The oesophageal wall contains both striated muscle (in its upper portion) and smooth muscle
(in the lower portion).
A competent lower oesophageal sphincter is essential to prevent the reflux of
gastric contents back into the oesophagus.
Reflux oesophagitis is the most common abnormality of the oesophagus encountered by the family practitioner.
Reflux of gastric acid into the lower oesophagus produces a burning pain in the centre of the
lower chest or hypochondrium, commonly known as heartburn. Predisposing factors to acid reflux
include those that increase intra-abdominal pressure, e.g. over-eating, pregnancy, and poor
posture; and those that render the lower oesophageal sphincter lax or incompetent, e.g. hiatus hernia,
smoking, and alcohol ingestion.

The normal squamous epithelium of the lower oesophagus is sensitive to the effects of the
acid and is frequently damaged.
Several complications may arise:
Reflux oesophagitis. The oesophageal mucosa becomes acutely inflamed.
Peptic ulceration of lower oesophagus. Small ulcers usually develop, which become chronic, with fibrosis.
Lower oesophageal stricture. Chronic peptic ulceration causes progressive fibrous thickening of the
lower oesophagus wall. The resultant narrowing causes difficulty in swallowing.
Barrett's oesophagus. Persistent oesophageal reflux causes metaplasia
of the lower oesophageal mucosa, the squamous epithelium being replaced by glandular epithelium
composed of tall columnar cells

This is also termed columnar epithelial-lined oesophagus (CELO).

Barrett's oesophagus

Barrett's oesophagus predisposes to the development of adenocarcinoma
Barrett's oesophagus can progress from metaplastic glandular epithelium to epithelial
dysplasia (with nuclear pleomorphism and hyperchromicity), and then to frank adenocarcinoma.
Patients with Barrett's oesophagus are kept under surveillance through repeated endoscopy
and biopsy to detect early neoplastic changes.
Treatment by oesophageal surgery is then possible before development of invasion.

The lower oesophageal mucosa is replaced by darker columnar epithelium, with an area of ulceration
at the oesophagogastric junction. The arrow marks the abnormally high squamocolumnar junction.

Any oesophageal obstruction causes difficulty In swallowing, known as dysphagia
Four main types of lesion cause obstruction:
Lesions in the lumen. Swallowed foreign bodies.
Lesions in the wall. Neoplasm or carcinoma of the oesophagus, fibrosis caused by chronic inflammation.
Lesions outside the wall.
Lesions affecting function.
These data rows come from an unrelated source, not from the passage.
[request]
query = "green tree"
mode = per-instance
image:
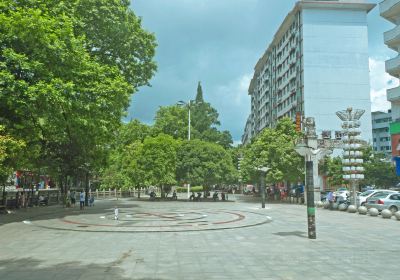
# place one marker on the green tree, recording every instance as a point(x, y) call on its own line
point(158, 160)
point(273, 148)
point(66, 81)
point(204, 163)
point(199, 95)
point(173, 121)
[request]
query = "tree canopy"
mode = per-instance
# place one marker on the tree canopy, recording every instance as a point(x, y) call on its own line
point(273, 148)
point(67, 72)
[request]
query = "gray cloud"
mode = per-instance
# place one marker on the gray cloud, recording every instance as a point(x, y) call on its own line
point(218, 43)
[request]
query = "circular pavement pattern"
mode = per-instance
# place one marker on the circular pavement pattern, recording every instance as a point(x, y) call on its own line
point(131, 220)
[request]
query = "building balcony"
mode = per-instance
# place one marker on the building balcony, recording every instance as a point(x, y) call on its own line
point(390, 10)
point(393, 66)
point(392, 38)
point(393, 94)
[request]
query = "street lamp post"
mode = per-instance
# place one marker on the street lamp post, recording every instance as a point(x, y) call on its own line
point(183, 103)
point(306, 151)
point(308, 148)
point(263, 172)
point(352, 156)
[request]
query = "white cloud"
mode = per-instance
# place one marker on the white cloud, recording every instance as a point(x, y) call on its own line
point(236, 91)
point(380, 82)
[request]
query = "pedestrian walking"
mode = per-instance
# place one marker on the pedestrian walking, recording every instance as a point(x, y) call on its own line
point(116, 212)
point(82, 200)
point(330, 198)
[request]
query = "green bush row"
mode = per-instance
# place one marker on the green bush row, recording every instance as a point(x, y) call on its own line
point(192, 189)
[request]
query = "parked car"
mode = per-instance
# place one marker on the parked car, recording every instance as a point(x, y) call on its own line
point(384, 200)
point(341, 194)
point(362, 198)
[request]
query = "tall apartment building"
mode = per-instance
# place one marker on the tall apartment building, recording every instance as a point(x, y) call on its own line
point(380, 132)
point(390, 10)
point(316, 65)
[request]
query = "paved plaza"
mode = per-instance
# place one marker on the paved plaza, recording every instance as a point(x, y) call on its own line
point(195, 240)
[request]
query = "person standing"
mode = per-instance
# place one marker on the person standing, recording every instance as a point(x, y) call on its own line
point(330, 198)
point(116, 212)
point(82, 200)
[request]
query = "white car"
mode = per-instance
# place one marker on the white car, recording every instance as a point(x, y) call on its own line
point(341, 195)
point(362, 198)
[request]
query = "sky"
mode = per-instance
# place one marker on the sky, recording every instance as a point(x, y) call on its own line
point(218, 42)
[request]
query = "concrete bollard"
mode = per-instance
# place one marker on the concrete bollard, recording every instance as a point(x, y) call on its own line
point(386, 214)
point(352, 209)
point(362, 210)
point(342, 207)
point(373, 212)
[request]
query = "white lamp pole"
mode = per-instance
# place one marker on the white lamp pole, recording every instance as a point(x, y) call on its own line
point(352, 156)
point(182, 103)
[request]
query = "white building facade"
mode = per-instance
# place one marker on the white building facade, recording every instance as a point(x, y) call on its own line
point(381, 140)
point(316, 65)
point(390, 10)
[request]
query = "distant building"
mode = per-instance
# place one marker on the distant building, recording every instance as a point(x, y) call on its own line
point(317, 64)
point(390, 10)
point(380, 132)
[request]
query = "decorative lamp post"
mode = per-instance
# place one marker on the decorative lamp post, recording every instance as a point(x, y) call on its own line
point(263, 171)
point(352, 144)
point(188, 104)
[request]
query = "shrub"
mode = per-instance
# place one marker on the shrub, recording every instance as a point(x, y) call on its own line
point(192, 189)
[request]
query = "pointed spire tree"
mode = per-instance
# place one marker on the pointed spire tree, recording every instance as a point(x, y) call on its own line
point(199, 95)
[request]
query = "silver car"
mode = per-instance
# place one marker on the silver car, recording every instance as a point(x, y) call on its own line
point(362, 197)
point(384, 200)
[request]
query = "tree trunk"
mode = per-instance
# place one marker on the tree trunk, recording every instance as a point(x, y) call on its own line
point(162, 191)
point(4, 195)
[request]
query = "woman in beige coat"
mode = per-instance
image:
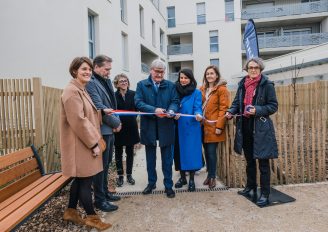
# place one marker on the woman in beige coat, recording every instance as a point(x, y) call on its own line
point(80, 143)
point(215, 103)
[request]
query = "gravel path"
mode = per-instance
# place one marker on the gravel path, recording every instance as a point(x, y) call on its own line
point(201, 211)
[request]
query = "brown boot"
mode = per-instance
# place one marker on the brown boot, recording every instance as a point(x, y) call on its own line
point(72, 215)
point(212, 183)
point(95, 221)
point(206, 181)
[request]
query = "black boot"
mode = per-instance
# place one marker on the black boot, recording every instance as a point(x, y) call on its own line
point(130, 179)
point(120, 181)
point(263, 200)
point(182, 180)
point(248, 191)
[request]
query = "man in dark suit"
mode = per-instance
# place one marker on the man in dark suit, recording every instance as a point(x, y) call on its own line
point(156, 95)
point(102, 94)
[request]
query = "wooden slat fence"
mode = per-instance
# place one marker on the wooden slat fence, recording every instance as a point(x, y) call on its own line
point(17, 129)
point(302, 138)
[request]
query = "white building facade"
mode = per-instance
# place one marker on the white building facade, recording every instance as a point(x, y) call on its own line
point(39, 38)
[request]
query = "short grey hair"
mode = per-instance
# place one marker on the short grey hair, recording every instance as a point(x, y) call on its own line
point(158, 64)
point(257, 60)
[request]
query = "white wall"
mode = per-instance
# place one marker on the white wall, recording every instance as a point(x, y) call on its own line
point(39, 38)
point(229, 35)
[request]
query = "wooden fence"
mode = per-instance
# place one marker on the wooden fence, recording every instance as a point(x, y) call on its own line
point(301, 137)
point(29, 113)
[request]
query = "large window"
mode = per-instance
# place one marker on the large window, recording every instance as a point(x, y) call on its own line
point(91, 35)
point(201, 13)
point(125, 55)
point(229, 10)
point(161, 40)
point(123, 10)
point(141, 21)
point(171, 16)
point(214, 41)
point(153, 32)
Achalasia, motor neuron disease
Oesophageal obstruction may be complicated by reflux of food into the airways, resulting in
aspiration pneumonia, and by malnutrition due to the inability to maintain adequate intake.
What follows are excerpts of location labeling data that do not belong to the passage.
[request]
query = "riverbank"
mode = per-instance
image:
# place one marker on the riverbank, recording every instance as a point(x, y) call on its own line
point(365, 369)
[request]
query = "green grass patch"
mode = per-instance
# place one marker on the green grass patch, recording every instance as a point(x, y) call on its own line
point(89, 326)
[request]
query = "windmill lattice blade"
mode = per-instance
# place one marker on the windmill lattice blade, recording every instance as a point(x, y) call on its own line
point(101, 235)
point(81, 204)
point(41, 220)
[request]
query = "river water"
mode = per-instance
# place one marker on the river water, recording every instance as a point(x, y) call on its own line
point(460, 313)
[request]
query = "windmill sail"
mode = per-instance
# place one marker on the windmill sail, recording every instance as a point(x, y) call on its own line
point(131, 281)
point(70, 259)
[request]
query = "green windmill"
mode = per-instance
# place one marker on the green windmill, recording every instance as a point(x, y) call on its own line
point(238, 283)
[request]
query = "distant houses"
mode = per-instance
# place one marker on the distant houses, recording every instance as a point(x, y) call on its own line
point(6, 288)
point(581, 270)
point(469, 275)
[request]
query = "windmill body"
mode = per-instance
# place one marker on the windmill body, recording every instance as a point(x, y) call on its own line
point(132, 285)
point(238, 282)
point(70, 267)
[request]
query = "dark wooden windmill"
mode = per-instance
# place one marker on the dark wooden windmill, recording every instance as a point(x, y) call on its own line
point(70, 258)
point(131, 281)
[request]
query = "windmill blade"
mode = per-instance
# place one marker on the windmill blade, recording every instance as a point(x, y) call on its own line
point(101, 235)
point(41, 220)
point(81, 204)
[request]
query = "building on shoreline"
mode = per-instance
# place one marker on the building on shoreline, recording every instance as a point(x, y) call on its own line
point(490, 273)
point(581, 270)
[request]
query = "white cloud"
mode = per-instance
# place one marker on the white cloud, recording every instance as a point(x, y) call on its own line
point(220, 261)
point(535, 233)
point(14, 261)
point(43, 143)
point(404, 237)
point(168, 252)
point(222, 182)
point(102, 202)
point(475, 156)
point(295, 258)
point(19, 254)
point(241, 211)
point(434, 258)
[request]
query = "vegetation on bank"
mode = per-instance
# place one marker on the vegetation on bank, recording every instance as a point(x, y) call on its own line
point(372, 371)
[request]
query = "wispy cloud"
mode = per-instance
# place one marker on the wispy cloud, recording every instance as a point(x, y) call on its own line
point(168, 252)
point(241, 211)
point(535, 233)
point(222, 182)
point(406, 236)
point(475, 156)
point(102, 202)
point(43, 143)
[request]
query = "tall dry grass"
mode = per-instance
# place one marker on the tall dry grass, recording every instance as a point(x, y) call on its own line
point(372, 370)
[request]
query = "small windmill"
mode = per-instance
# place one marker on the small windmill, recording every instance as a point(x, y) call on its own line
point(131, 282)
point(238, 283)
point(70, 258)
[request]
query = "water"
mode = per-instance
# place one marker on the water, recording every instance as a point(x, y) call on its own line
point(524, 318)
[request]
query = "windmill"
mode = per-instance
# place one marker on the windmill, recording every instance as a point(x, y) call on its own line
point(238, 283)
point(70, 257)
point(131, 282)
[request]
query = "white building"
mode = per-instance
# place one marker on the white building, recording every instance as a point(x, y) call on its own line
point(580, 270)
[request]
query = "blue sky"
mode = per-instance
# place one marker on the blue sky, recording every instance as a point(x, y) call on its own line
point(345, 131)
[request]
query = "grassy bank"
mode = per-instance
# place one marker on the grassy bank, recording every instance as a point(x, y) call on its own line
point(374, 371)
Achalasia of the oesophagus is due to abnormal innervation

In achalasia, lack of co-ordinated muscle contraction and relaxation at the lower end
of the oesophagus leads to retention of the food bolus, the result of peristaltic spasms
combined with sluggish relaxation at the oesophagogastric sphincter. The condition
is mainly seen in middle age.
Over a period of time the oesophagus becomes markedly dilated (megaoesophagus).
Its cause is unknown, but reduced numbers of ganglion cells in the muscle plexus have been
noted in long-standing cases. This condition also predisposes to development of carcinoma of the oesophagus.